Updated by Guang Yang over 9 years ago

@radosgw
$ ceph daemon /var/run/ceph/ceph-client.*.asok objecter_requests { "ops": [ { "tid": 15582485,
"pg": "3.ed2ef9fb",
"osd": 146,
"object_id": "default.7291.42_2546732403_de301a716f_o.jpg",
"object_locator": "@3",
"target_object_id": "default.7291.42_2546732403_de301a716f_o.jpg",
"target_object_locator": "@3",
"paused": 0,
"used_replica": 0,
"precalc_pgid": 0,
"last_sent": "2014-09-03 12:48:31.135795",
"attempts": 1,
"snapid": "head",
"snap_context": "0=[]",
"mtime": "0.000000",
"osd_ops": [
"getxattrs",
"stat",
"read 0~5898240"]},
]...

@osd146
$ ceph daemon /var/run/ceph/ceph-osd.NNN.asok dump_ops_in_flight { "num_ops": 0,
"ops": []}

And currently all radosgw threads hang in the same way..

Actions #5

Updated by Sage Weil over 9 years ago

Guang Yang wrote:

@radosgw
$ ceph daemon /var/run/ceph/ceph-client.*.asok objecter_requests { "ops": [ { "tid": 15582485,
"pg": "3.ed2ef9fb",
"osd": 146,
"object_id": "default.7291.42_2546732403_de301a716f_o.jpg",
"object_locator": "@3",
"target_object_id": "default.7291.42_2546732403_de301a716f_o.jpg",
"target_object_locator": "@3",
"paused": 0,
"used_replica": 0,
"precalc_pgid": 0,
"last_sent": "2014-09-03 12:48:31.135795",
"attempts": 1,
"snapid": "head",
"snap_context": "0=[]",
"mtime": "0.000000",
"osd_ops": [
"getxattrs",
"stat",
"read 0~5898240"]},
]...

@osd146
$ ceph daemon /var/run/ceph/ceph-osd.NNN.asok dump_ops_in_flight { "num_ops": 0,
"ops": []}

And currently all radosgw threads hang in the same way..

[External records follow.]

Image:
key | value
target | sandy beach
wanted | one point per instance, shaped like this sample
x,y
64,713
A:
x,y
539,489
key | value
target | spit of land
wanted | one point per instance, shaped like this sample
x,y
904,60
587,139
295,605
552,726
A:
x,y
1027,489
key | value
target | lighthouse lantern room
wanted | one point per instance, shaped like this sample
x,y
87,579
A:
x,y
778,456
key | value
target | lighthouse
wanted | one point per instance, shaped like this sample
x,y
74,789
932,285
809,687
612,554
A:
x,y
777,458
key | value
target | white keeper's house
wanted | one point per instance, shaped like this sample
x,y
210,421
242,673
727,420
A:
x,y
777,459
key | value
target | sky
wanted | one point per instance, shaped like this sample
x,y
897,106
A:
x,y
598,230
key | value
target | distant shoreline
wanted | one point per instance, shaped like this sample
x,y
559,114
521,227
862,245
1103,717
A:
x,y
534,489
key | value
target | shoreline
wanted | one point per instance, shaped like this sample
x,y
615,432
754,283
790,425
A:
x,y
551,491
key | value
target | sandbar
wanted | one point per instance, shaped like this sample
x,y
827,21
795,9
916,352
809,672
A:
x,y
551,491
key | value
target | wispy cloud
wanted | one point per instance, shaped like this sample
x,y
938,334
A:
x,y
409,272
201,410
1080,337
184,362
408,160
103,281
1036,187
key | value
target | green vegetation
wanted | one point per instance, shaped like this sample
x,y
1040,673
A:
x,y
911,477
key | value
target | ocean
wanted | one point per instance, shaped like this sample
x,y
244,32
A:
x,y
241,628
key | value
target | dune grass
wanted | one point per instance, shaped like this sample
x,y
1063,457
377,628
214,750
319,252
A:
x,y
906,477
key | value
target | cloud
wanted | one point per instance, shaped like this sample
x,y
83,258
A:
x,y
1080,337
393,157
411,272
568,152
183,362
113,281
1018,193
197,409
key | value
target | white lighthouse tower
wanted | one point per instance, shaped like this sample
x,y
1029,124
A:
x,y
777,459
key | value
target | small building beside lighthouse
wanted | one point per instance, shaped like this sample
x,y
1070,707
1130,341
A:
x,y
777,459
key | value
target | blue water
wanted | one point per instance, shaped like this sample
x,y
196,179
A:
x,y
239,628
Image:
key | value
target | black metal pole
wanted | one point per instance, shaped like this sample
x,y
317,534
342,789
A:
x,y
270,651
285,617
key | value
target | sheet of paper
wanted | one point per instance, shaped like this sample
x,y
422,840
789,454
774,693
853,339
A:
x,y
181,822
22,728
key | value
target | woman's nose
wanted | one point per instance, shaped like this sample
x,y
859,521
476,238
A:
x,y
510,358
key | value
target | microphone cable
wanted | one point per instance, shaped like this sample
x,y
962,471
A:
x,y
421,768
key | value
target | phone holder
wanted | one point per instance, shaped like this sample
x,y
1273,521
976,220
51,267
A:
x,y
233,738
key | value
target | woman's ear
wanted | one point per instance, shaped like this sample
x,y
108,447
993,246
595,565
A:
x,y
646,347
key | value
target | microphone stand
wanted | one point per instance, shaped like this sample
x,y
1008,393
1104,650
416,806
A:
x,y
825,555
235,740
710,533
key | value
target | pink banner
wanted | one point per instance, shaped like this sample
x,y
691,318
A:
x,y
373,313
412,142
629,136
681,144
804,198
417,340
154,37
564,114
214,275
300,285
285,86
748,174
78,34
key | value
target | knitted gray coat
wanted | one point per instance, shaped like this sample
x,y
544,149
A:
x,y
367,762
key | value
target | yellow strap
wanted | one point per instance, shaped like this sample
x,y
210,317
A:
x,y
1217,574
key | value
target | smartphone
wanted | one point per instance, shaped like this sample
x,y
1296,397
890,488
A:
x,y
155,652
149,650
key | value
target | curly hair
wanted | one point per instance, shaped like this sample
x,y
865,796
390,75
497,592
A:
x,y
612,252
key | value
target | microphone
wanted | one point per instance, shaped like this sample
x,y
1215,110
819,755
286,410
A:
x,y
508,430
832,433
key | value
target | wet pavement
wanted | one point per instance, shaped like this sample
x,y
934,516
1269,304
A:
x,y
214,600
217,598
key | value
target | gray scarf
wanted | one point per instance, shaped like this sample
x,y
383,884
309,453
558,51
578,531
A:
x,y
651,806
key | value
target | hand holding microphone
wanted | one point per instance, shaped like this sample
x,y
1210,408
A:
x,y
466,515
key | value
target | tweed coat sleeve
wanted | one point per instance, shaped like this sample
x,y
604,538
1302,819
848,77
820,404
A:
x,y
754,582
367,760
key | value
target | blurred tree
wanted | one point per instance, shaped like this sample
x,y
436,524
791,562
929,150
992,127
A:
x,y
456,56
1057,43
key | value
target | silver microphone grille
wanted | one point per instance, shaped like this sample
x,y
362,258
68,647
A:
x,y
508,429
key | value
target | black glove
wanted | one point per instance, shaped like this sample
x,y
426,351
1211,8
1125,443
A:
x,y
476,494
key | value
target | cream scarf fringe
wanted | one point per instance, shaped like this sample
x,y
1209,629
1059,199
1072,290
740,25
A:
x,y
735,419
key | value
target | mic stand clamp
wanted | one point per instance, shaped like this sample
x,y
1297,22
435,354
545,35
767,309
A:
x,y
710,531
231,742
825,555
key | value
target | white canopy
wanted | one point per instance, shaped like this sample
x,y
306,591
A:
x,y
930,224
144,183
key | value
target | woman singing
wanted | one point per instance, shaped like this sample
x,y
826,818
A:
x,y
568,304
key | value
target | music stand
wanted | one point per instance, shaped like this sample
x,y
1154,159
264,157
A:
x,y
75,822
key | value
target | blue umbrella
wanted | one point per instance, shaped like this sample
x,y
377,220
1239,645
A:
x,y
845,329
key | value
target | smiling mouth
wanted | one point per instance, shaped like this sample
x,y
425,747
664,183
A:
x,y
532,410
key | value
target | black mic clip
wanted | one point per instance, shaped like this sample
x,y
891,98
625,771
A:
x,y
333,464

Hmm, and this is reproducible? It may be the throttling in the msgr layer.. debug ms = 20 might help, if you can reproduce this situation. You could also ceph pg <pgid> query to confirm that the pg is peered and active. From this hung state, if you ceph osd down 146, will things then repeer and recover?

Actions #6

Updated by Guang Yang over 9 years ago

Sage Weil wrote:
Hmm, and this is reproducible? It may be the throttling in the msgr layer.. debug ms = 20 might help, if you can reproduce this situation. You could also ceph pg <pgid> query to confirm that the pg is peered and active. From this hung state, if you ceph osd down 146, will things then repeer and recover?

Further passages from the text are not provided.